Esta mañana, al atravesar la dehesa salmantina camino de Ciudad Rodrigo, y ver su campo de toros de lidia y de moruchos en libertad, he afirmado mi fe en la legitimidad de la tauromaquia que ha creado un ecosistema inigualable: 1'6 cabezas de ganado por hectárea, una esperanza de vida bovina de 3, 4 y 5 años para el toro de plaza, 15 o más para el semental; 2 para las vacas de desecho, 15 o más para las de vientre, un saneamiento y una nutrición animal incomparables, la muerte individual del toro en la plaza que mantiene el equilibrio demográfico de la dehesa. Y me decía mientras veía el ganado al pasar: la ganadería de bravo es un paradigma, la obra callada de unos incomprendidos ecologistas prácticos. Y me preguntaba: ¿Por qué estigmatizar a la tauromaquia con la culpa que nos producen esos miles de millones de bovinos estabulados en todo el mundo? A veces, en esos países antitaurinos, diez hectáreas albergan la vida contaminante de cuarenta mil reses atiborradas de antibióticos y de piensos de engorde, muertas luego en cadena, sin poder liberar, como el toro en la plaza, su instinto de conservación. Si ustedes atraviesan los campos de muchos países europeos, por no hablar de Brasil o los Estados Unidos, no verán un solo bovino en libertad. Tal vez en Suiza, dos o tres, para las postales. Están todos encerrados sin espacio vital, sufren una intensa manipulación nutritiva, no alcanza ninguno la esperanza de vida natural del bovino, mueren todos al año de nacer y antes, y apenas existe la cubrición natural. Pero no es de extrañar que el inesperado silencio de los animalistas ?excepto los veganos y los partidarios de la comida química- se cierna sobre sus vidas: la galopante demografía humana en grandes megalópolis lo impuso y justifica. Hará falta mucho tiempo y una nueva revolución tecnológica y agropecuaria que reordene la demografía humana y animal sobre la tierra para que el hombre y el animal encuentren su sitio, como ya lo ha encontró en el siglo XVIII el ecosistema de la tauromaquia.
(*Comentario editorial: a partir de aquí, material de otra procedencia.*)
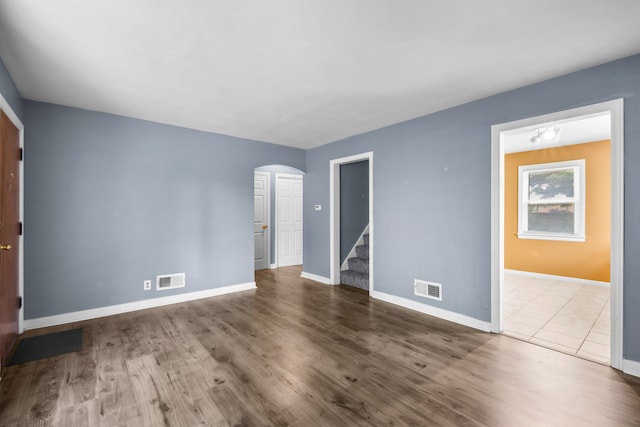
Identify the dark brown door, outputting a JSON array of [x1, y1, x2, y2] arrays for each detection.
[[0, 111, 20, 364]]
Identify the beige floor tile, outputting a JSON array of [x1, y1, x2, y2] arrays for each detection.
[[504, 273, 611, 365], [504, 320, 540, 338], [529, 337, 576, 354], [578, 341, 611, 357], [533, 329, 583, 352], [585, 329, 611, 346], [504, 312, 551, 330], [543, 319, 591, 340], [502, 328, 531, 341]]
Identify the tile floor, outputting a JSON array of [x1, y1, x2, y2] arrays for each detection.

Aquí estamos muy lejos de esa pesadilla. Aquí estamos en Ciudad Rodrigo, culta y señorial capital agropecuaria en el campo bravo de Salamanca. Y estamos en vísperas del Carnaval Taurino, unas fiestas que restauran la vigencia del encierro y la capea, los orígenes del toreo y el presente de la tauromaquia en sus festejos mayores, protagonizados por importantes diestros. Pero en su centro está El Bolsín, un clarinazo de juventud, el vivero que fue, es y será la renovación de la Fiesta. Las fiestas taurinas de Ciudad Rodrigo nos llevan a los orígenes del toreo, viven su presente y nos anuncian su futuro. Que Dios reparta suerte en el Bolsín de 2019.
Finalmente, quiero dedicar estas palabras a uno de los mejores toreros de la historia del toreo, Santiago Martín "El Viti". A Juan Ignacio Pérez-Tabernero, un gran ganadero que ha resucitado el prestigio de los legendarios "APÉS" Y a Miguel Cid, ex alcalde de esta ciudad, extraordinario aficionado y un político ejemplar. Nada más. Muchas gracias.